The question for us is clear: If we can do this for our principals, why can't we do this for our teachers?

Amid the rancor of the current debate, we have forgotten the very purpose of evaluation, which is in itself a starting point. While some have regularly portrayed evaluation as a tool for firing bad teachers, evaluation is actually a starting point for keeping more teachers in our classrooms and making them better.

What springs forth from a better evaluation system is the real work. A new report, Greatness by Design, from the California Department of Education's Task Force on Educator Excellence shows good teachers are made, not born. As it stands now, teachers are often left to improve on their own without meaningful feedback or support. Evaluation systems are merely a means to a greater end.
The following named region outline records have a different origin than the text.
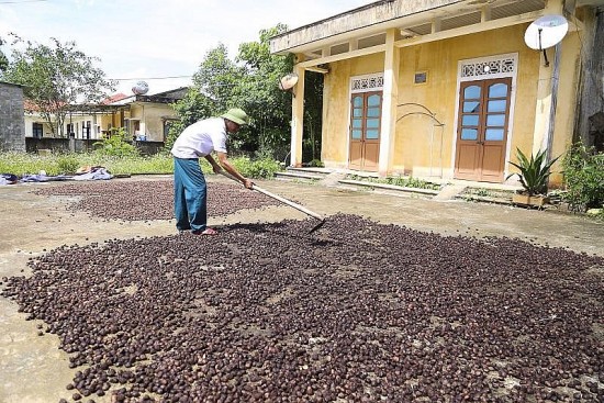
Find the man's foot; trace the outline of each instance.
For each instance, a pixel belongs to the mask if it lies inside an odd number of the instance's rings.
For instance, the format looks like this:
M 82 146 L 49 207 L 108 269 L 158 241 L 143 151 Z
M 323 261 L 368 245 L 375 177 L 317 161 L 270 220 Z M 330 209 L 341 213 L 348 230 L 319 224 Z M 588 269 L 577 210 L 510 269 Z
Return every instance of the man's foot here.
M 217 235 L 219 232 L 216 230 L 208 227 L 203 231 L 191 231 L 191 233 L 193 235 Z

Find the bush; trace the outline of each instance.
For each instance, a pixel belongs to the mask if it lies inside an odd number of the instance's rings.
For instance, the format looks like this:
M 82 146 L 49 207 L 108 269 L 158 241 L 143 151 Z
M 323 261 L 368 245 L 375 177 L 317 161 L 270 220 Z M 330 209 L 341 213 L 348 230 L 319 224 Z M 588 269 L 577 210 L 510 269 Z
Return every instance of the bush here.
M 75 173 L 80 167 L 80 163 L 75 155 L 63 154 L 57 158 L 57 168 L 60 173 Z
M 582 143 L 571 146 L 562 158 L 566 192 L 562 200 L 572 211 L 586 211 L 604 204 L 604 154 Z
M 248 178 L 270 179 L 275 176 L 275 172 L 281 170 L 279 161 L 270 158 L 257 159 L 254 161 L 247 158 L 239 158 L 233 164 L 244 177 Z
M 518 176 L 526 194 L 547 194 L 550 169 L 558 157 L 548 161 L 546 150 L 539 150 L 537 155 L 532 154 L 528 159 L 519 148 L 516 148 L 516 158 L 518 163 L 510 161 L 510 164 L 518 168 L 519 173 L 510 173 L 505 179 Z

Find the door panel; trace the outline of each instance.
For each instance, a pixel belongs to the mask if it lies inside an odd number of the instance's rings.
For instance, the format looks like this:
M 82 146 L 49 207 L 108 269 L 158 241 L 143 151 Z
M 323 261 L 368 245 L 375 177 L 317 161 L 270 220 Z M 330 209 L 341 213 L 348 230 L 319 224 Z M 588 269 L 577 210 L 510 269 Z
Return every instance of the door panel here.
M 462 82 L 455 177 L 502 182 L 512 79 Z
M 380 156 L 381 91 L 355 93 L 350 100 L 350 169 L 377 171 Z

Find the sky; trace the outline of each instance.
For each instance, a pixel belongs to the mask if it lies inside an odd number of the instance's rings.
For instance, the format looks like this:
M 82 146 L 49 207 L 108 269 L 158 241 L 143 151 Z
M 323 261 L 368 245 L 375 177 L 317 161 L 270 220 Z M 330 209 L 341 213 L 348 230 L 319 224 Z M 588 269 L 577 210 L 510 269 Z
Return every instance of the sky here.
M 0 0 L 0 37 L 51 45 L 75 41 L 116 92 L 136 81 L 149 94 L 187 86 L 205 54 L 220 43 L 231 58 L 239 44 L 259 41 L 278 23 L 295 29 L 374 0 Z M 2 46 L 10 57 L 10 46 Z M 184 76 L 184 77 L 182 77 Z M 178 78 L 167 78 L 178 77 Z

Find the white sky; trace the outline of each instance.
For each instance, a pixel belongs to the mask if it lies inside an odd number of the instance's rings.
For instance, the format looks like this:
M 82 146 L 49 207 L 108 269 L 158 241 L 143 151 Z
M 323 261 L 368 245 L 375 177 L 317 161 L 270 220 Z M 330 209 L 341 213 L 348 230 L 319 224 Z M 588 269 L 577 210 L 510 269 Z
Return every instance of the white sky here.
M 374 1 L 374 0 L 372 0 Z M 259 41 L 259 31 L 278 23 L 295 29 L 371 3 L 369 0 L 0 0 L 0 37 L 9 32 L 51 44 L 75 41 L 97 67 L 121 80 L 131 94 L 137 79 L 149 93 L 190 83 L 208 51 Z M 2 51 L 10 56 L 10 47 Z

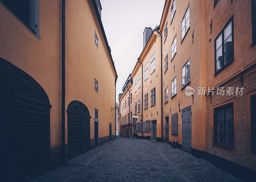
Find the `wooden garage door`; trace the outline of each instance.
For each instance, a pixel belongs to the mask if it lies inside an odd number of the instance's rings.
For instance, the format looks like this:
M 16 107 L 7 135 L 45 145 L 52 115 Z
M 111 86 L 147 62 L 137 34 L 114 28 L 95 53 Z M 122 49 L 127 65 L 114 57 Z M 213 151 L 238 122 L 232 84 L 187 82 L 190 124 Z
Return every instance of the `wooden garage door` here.
M 50 168 L 51 106 L 46 93 L 32 77 L 7 61 L 0 62 L 5 68 L 1 76 L 8 85 L 4 114 L 7 116 L 2 121 L 8 143 L 4 143 L 9 165 L 5 170 L 11 175 L 8 181 L 26 181 Z
M 90 115 L 86 107 L 79 101 L 68 107 L 68 156 L 72 159 L 90 149 Z

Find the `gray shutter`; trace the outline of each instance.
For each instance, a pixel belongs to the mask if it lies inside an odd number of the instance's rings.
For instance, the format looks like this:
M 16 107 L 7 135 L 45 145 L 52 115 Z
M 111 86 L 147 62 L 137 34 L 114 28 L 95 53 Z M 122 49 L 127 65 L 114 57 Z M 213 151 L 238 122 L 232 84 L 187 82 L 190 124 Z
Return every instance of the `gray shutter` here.
M 178 134 L 178 113 L 172 115 L 172 134 Z
M 146 131 L 146 121 L 142 122 L 142 131 L 145 132 Z

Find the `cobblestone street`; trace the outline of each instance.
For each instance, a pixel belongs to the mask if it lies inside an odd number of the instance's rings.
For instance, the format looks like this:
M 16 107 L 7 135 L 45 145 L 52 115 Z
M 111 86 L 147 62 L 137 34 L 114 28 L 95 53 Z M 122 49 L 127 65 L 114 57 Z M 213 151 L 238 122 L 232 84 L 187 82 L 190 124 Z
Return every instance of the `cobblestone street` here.
M 238 181 L 165 143 L 117 137 L 31 181 Z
Without agreeing on a better teacher evaluation system, we can't get started on the real work of elevating teaching and learning in our schools. We can't improve teacher preparation programs, design smarter professional development and teacher leadership ladders unless we know where our teachers have strengths and also areas for growth. Nor can we make intelligent personnel decisions without having more information than a few checkboxes and a place on the seniority ladder. To echo the findings of a report from The New Teacher Project entitled "The Irreplaceables," without illuminating the hidden gems who teach, districts can't encourage and reward teachers for entering our most challenging classrooms.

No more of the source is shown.